1) Roberto Calasso observa (49 degraus), sobre a situação de Adorno quando escreve Minima Moralia, que "seu momento de máxima força criativa coincide com a situação de máxima vulnerabilidade" - pois Adorno recém havia chegado aos Estados Unidos, como milhares de outros, fugindo da Guerra. Sem dinheiro, e sem ter onde cair morto, teve que assimilar uma quantidade brutal de novidades sem poder pensar muito em suas limitações, sofrimentos ou preferências.
2) O método escolhido foi o aforístico - breve, conciso, de um só fôlego (quase como um blog que se escreve durante o trabalho), que já contava com larga tradição na língua alemã. Movimentos de dissecação muito precisos, que Adorno ensaia para abarcar a cultura em sua face monstruosa, midiática, multisensível, atabalhoada, que ainda nascia.
3) Isso foi em 1944. Ao longo de 1940, Walter Benjamin experimentou algo semelhante, porque fugia do nazismo, havia sido preso, e também lutava cognitivamente para apreender um estado de coisas delirante. Também com o gênero aforístico, às pressas: as teses que formam o ensaio Sobre o conceito de história foram escritas em pedaços de papel encontrados ao acaso, escritas sobre a coxa, escritas na penumbra, dentro de um trem, até que se juntaram em uma sucessão de iluminações.
4) Essa é a costura indissolúvel entre contingência e expressão (como os microgramas de Walser), e tanto Minima Moralia quanto as teses sobre a história (e o contexto que possibilitou...) sobrevivem ainda hoje, subterraneamente, como um capítulo em potência de uma história abreviada do pensamento portátil, talvez.

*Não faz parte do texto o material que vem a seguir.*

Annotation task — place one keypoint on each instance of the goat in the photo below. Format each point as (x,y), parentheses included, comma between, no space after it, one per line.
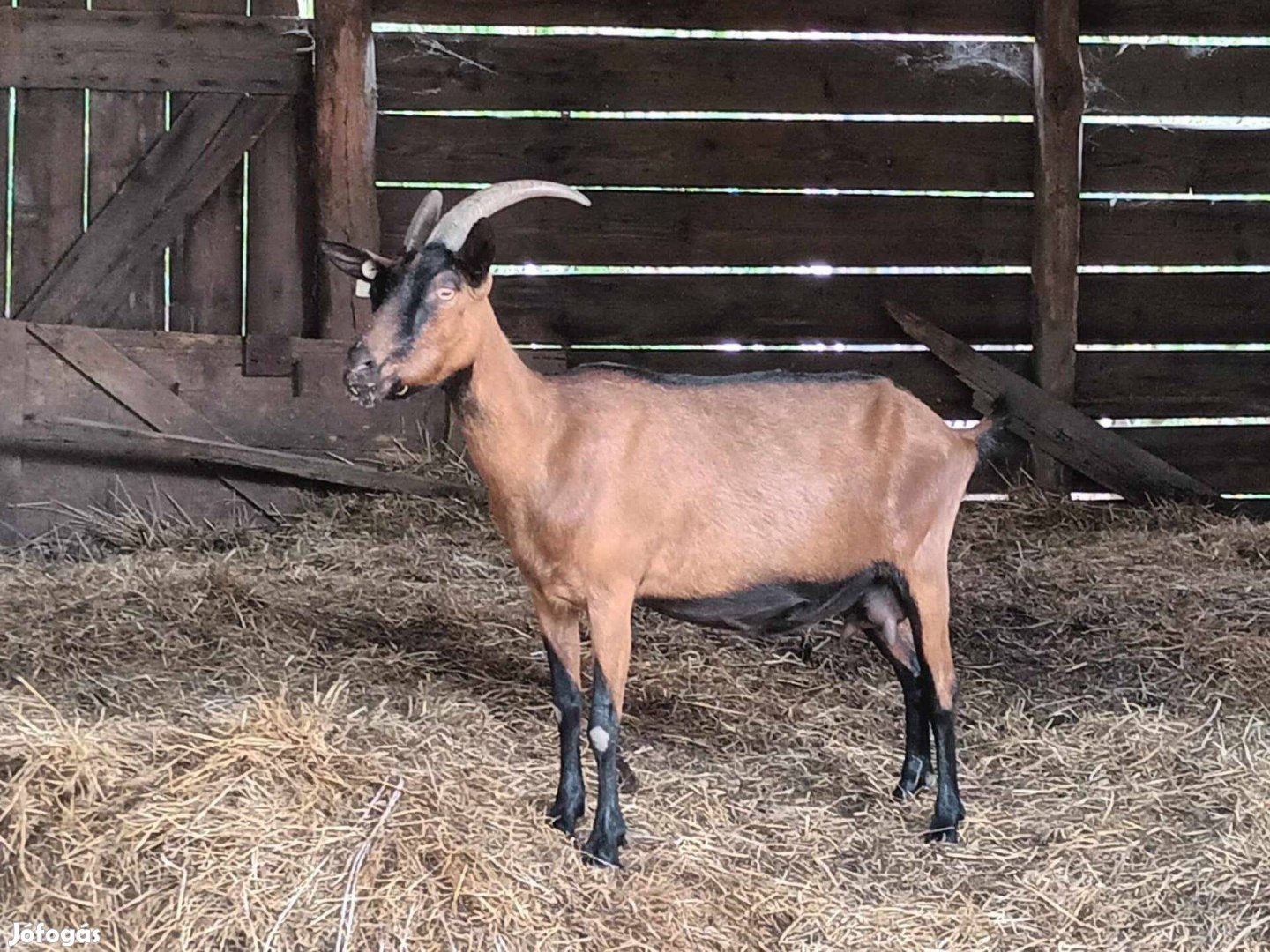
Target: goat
(758,502)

quarta-feira, 9 de setembro de 2009

Ronald Firbank

1) Me persegue uma frase de Bartleby & companhia, em que alguém comenta: “entre meus autores preferidos estão Robert Walser e Ronald Firbank, e todos os autores preferidos por Walser e por Firbank, e todos os autores que estes, por sua vez, preferiam” (p.28). Ronald Firbank nasceu em Londres, 17 de janeiro de 1886. Morreu em Roma, 21 de maio de 1926 (ano em que Marinetti passeava pelo Brasil) - com 40 anos, portanto. Filho de lorde, viveu de herança. Viajou muito: Espanha, Itália, Oriente Médio, Norte da África.
2) Resta saber se foi ao sujo, como Flaubert ou Sir Richard Francis Burton, ou se foi ao turístico típico, como, sei lá, Cees Nooteboom (ou se viajou sem sair da cabine, como fez outro milionário, Raymond Roussel). Escreveu um livro que talvez esteja relacionado a isso: Sorrow in Sunlight, de 1925, rebatizado pelo editor como Prancing Nigger, ou seja, Nêgo saltitante - a trama transcorre em um país semelhante a Cuba ou o Haiti. Estudou em Cambridge, que abandonou antes de se formar. Escreveu contos, romances e peças de teatro. Virou católico com pouco mais de 20 anos de idade.
3) E nesse ponto aparece um livro que me faz pensar muito mais em Rodolfo Wilcock do que em Robert Walser para acompanhar Firbank nas preferências de Bartleby & companhia. Trata-se de Concerning the eccentricities of Cardinal Pirelli, de 1926, o único título de Firbank traduzido ao espanhol: De las excentricidades del Cardenal Pirelli. O religioso do título inicia o livro batizando um cachorro e finaliza-o correndo nu atrás de um coroinha. Um humor irlandês, talvez, à maneira de Flann O'Brien e Joyce e Beckett (um humor delirante como o de Hrabal), mas com um toque homossexual (há um artigo sobre Firbank intitulado o escritor de unhas vermelhas (Alan Hollinghurst o compara a Proust, inclusive)). Enfim, ainda muito a descobrir de Firbank.